Dingrui(Frank) Zhang

R Scripts for Combining Excels Files

Frank / 2018-08-05


Excel format file might be the most common one you will face in the business or accouting job. Here are some tips on how to combine excels files using R.

Preparation

There are two packages we need-tidyverse and readxl all created by Hadley Wickham

If you are interested in more of them, feel free to go to their documentation readxl and tidyverse

Let’s Do It!

1. Get the Path of Excel Files
#Always remember to use forward slash "/" in R
> excel_path <- list.files('C:/Blog example',pattern = '*.xlsx',full.names = TRUE)
[1] "C:/Blog example/example1.xlsx" "C:/Blog example/example2.xlsx"
[3] "C:/Blog example/example3.xlsx"

The list.files function will help you easily list the path or names of files in a folder. If you only want the names of the file, just change to full.names = FALSE.

Now we have the full path of the files.

Open and Combine
> combine_excel <- map_df(excel_path,~read_xlsx(.,sheet = 1,col_types = c('text')))

The function we use here is read_xlsx from readxl and map_df from purrr(included in tidyverse)

read_xlsx()
read_xlsx(path, sheet = NULL, range = NULL, col_names = TRUE,
  col_types = NULL, na = "", trim_ws = TRUE, skip = 0, n_max = Inf,
  guess_max = min(1000, n_max))

The main arguments here are path and sheet.

path is the full path of the Excel file. If you are too lazy to get the full path, you can use file.choose() function to pop up a file select window.

sheet can be the sheet index or name. You can also use excel_sheets() to get the sheet name like this.

> excel_sheets('C:/Blog example/example1.xlsx')
[1] "Orders"

Sometimes you also need to specify the col_types. read_xlsx() will guess the first couple rows to determine the type of that column. Refer to my experience, it can easily trigger problem. I always import all of them as text.

map_df()

map_df() is one of the map family function in purrr package, which is a nice functional programming toolkit for R.

There are couple funtions of map family like map_chr(),map_df(),map_dbl() etc. You might notice the difference the last 3 characters of each function. It means the type of output expected. Here we expect the Excel can be combined in one big dataframe(tibble), we choose using map_df().

All map family have similar arguments.x and .f.

.x is the list of arguments that you will put in the function applied. Here the .x is the path of read_xlsx() .f is the function you are going to apply on x.

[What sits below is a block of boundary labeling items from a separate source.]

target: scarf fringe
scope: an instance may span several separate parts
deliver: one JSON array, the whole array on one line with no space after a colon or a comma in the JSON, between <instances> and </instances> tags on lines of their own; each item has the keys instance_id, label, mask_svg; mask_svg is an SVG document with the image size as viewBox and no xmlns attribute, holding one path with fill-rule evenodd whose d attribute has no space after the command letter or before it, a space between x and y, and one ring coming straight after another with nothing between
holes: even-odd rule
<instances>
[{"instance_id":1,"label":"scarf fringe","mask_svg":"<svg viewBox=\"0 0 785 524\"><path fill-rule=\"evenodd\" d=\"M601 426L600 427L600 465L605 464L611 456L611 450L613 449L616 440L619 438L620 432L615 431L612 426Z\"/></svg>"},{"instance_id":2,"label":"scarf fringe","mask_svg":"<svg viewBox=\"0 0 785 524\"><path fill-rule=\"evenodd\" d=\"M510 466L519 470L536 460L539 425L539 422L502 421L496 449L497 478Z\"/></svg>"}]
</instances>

If you don’t have any arguments need to pass to the function,you can simply use the name of function(do not include brackets).

> map_df(excel_path,read_xlsx)

But what if we need to pass another or more same arguments for .x?

Just add ~ before .f and specify the arguments inside the .f. And remember use . to occupy the postion of .x in .f.

map_df(excel_path,~read_xlsx(.,sheet = 1,col_types = c('text')))

When R read there 3 Excel files in excel_path,read_xlsx() will use same arguments sheet=1 and col_types=c("text").

You can also do this in the old traditional way though for loop. But the functional programming way will make your code more easy to read and save your time to focus on data rather than coding.